Many of the great writers (and Doestevsky *is* great, if not always for his prose then certainly for his handling of human psychology) have the ability to feel, distill and describe the social climate in ways that make them feel prescient – hardly an original thought, but bear with me.
The moral arithmetic one sees at play in the novel Crime and Punishment seems so uniquely predictive, with its focus on economics in addition to morality, of the Russian Revolution – 51 years before.
Here’s what struck me from the text, where a university student discusses with an officer the same deed Raskolnikov eventually commits – the murder of the pawnbroker Alyona Ivanovna:
“A hundred thousand good deeds could be done and helped, on that old woman’s money which will be buried in a monastery! Hundreds, thousands perhaps, might be set on the right path; dozens of families saved from vice, from the Lock hospitals- and all with her money. Kill her, take the money and with the help of it devote oneself to the service of humanity and the good of all.
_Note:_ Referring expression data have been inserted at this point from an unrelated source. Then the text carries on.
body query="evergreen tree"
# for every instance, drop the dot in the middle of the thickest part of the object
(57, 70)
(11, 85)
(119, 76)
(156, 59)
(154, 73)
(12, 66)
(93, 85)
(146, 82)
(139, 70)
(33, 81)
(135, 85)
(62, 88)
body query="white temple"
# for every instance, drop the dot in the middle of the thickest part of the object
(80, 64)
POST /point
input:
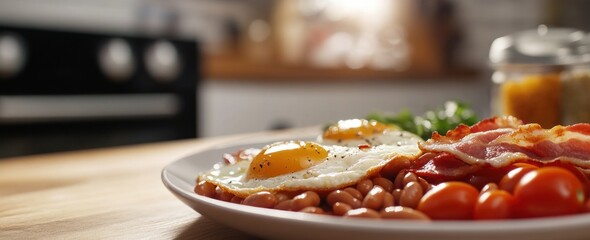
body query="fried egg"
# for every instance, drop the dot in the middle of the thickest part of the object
(304, 165)
(355, 132)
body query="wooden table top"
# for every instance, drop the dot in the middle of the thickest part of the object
(111, 193)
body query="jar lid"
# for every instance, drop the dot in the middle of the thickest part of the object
(542, 46)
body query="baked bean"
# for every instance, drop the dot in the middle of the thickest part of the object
(285, 205)
(306, 199)
(391, 169)
(340, 208)
(205, 188)
(223, 195)
(488, 187)
(362, 213)
(426, 186)
(403, 213)
(385, 183)
(282, 197)
(236, 199)
(364, 186)
(311, 209)
(388, 200)
(399, 178)
(354, 192)
(396, 194)
(411, 195)
(409, 177)
(261, 199)
(374, 199)
(343, 197)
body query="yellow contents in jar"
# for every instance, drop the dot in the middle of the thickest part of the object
(533, 99)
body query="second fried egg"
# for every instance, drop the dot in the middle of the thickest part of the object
(304, 165)
(355, 132)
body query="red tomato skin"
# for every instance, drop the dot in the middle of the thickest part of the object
(449, 201)
(511, 179)
(493, 204)
(548, 191)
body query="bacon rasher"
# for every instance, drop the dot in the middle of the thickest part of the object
(487, 149)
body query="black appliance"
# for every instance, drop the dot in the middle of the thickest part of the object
(66, 90)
What do you think, would not one tiny crime be wiped out by thousands of good deeds? For one life thousands would be saved from corruption and decay. One death, and a hundred lives in exchange – it’s simple arithmetic! Besides, what value has the life of that sickly, stupid, ill-natured woman in the balance of existence!…”
“Of course she does not deserve to live,” remarked the officer, “but there it is, it’s nature.” “Oh, well, brother, but we have to correct and direct nature, and but for that, we should drown in an ocean of prejudice.”
Breaking an egg to make an omelette, and so on. I can imagine similar conversations being had about the “kulaks” 50 years later, before the Red machine really got rolling.
What do you think? Does anything stand out to you as interesting here?